Deep in the backwoods of North Dakota, twenty–one year old Sarah Ross is searching for a missing child when she is attacked by a glowing–eyed, transparent… creature. Sarah survives, destroying the monster by using mysterious abilities she didn’t even know she had.

Bloody and bruised, Sarah flees the scene and runs directly into Evan Valente, a handsome, charismatic stranger who helps her back to safety. But what is Evan doing out in the forest at five in the morning?

Turning to a healer, Sarah is shocked to learn her eyes bear the mark of the Indigo Child—an evolved human with the ability to feel the emotions of others. But her indigo aura also makes her an easy target for those who wish to consume her powerful essence.

Soon, Sarah is falling deeply in love with Evan and wants nothing more than to follow her heart and trust that he is the man he says he is. But she can’t ignore the lingering feeling that Evan is hiding a terrible secret. The deeper she digs, the more danger she faces, leading her on a course that will force her to face the darkest, innermost parts of her soul.


Static Shock, by Eilis Flynn

Can you live without your computer? Can you wear a watch? Do you know anyone who can’t?

In a time not long from now, there are people whose life paths are determined by such simple details. Legally recognized as electromagnetics, or “Readers”, they are a twist in evolution, an anomaly in a society that has become technologically dependent. Considered second-class citizens because of their heightened electromagnetic fields, Readers can’t wear watches, get too close to a TV, or even drive for fear they will shut down the car’s electrical system. Computers become worthless doorstops quickly around Readers. Career prospects are limited.

Reader Jeanne Muir decides to expand her horizons when she’s unexpectedly offered a new job opportunity. But she hasn’t been told that her job description includes being framed for a crime she didn’t commit. Because Readers are not held in high esteem, Jeanne’s an easy scapegoat, and law enforcement definitely is not on her side. Knowing she was set up and the odds are against her, Jeanne can’t let herself be taken in-and risks asking mysterious, sexy Ran Owata, a fellow Reader who is no longer accepted among their kind, for help. The problem is: Can she trust him? Does she have a choice?


Perpetual Light, by Jordan K. Rose

Fate is cruel. Especially when the one you’ve sworn to love for all eternity, the very soul who changed your destiny, is the last person you should trust.

After more than three hundred years of running, Lucia Dicomano must make a choice.

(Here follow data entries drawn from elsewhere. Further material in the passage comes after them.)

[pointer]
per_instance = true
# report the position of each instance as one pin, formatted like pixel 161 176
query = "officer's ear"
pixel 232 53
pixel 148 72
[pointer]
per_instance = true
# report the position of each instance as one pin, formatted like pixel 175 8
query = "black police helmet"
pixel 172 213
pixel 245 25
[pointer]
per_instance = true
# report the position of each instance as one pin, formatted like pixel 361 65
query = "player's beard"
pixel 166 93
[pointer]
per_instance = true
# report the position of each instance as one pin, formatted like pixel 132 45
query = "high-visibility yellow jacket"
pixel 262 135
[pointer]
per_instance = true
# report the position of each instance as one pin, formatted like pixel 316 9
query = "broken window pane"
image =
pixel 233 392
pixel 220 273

Forced to take her place as a Pharo of Redemption, the divine slayer needs to master her forgotten powers. Lucia turns to Vittorio, the one vampire she’s failed to deliver from eternal damnation. But overcoming smoldering remnants of love, lust and anger aren’t their only obstacles.

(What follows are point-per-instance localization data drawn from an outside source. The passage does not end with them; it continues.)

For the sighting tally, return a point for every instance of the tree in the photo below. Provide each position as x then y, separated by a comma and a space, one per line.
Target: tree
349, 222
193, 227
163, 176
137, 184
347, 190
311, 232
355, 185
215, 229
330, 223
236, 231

Samuel, who may know Lucia better than she knows herself, hunts her with a fervor stoked by a thousand years of vengeful hatred. His plan-capture and enslave the weakened Pharo then take control of her elusive power.

Can Lucia trust Vittorio long enough to reclaim her powers? Or will she have no choice but to kill him and battle Samuel alone?

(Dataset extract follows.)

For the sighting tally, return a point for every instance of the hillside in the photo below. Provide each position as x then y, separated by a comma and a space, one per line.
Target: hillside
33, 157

Perpetual Light, by Jordan K. Rose, was released on February 26th, but the print edition went live today on Amazon.


And finally, a new cover reveal!

Fae Dragon Chronicles: Book One, Love Chosen, by Marne Ann Kirk

For millennia, dragon and fae have peacefully co-existed, but the fae themselves have lived segregated and very different lives.

Now a malevolence threatens to separate them all permanently. Can a Queen’s guard and a rebellious outlaw join forces to defeat this common enemy?

Tyler’s touch sparks fierce desire, drawing Issie to him, but she despises his way of life and all that palace society represents. If he learns she wields majic to help the less fortunate escape the kingdom, he’ll charge her with treason. Her punishment – death.

Issie, is a sassy rebel who is constantly looking for ways to circumvent the conventions of their society. Tyler’s head warns that she’s a non-majical lower, beneath him. His heart sees by her inner strength and outer beauty. Only a binding love will lend them strength to save her life – their world.

Can either of them bend enough to trust that love?

Have I mentioned recently that I love my publisher already? No…well, I do.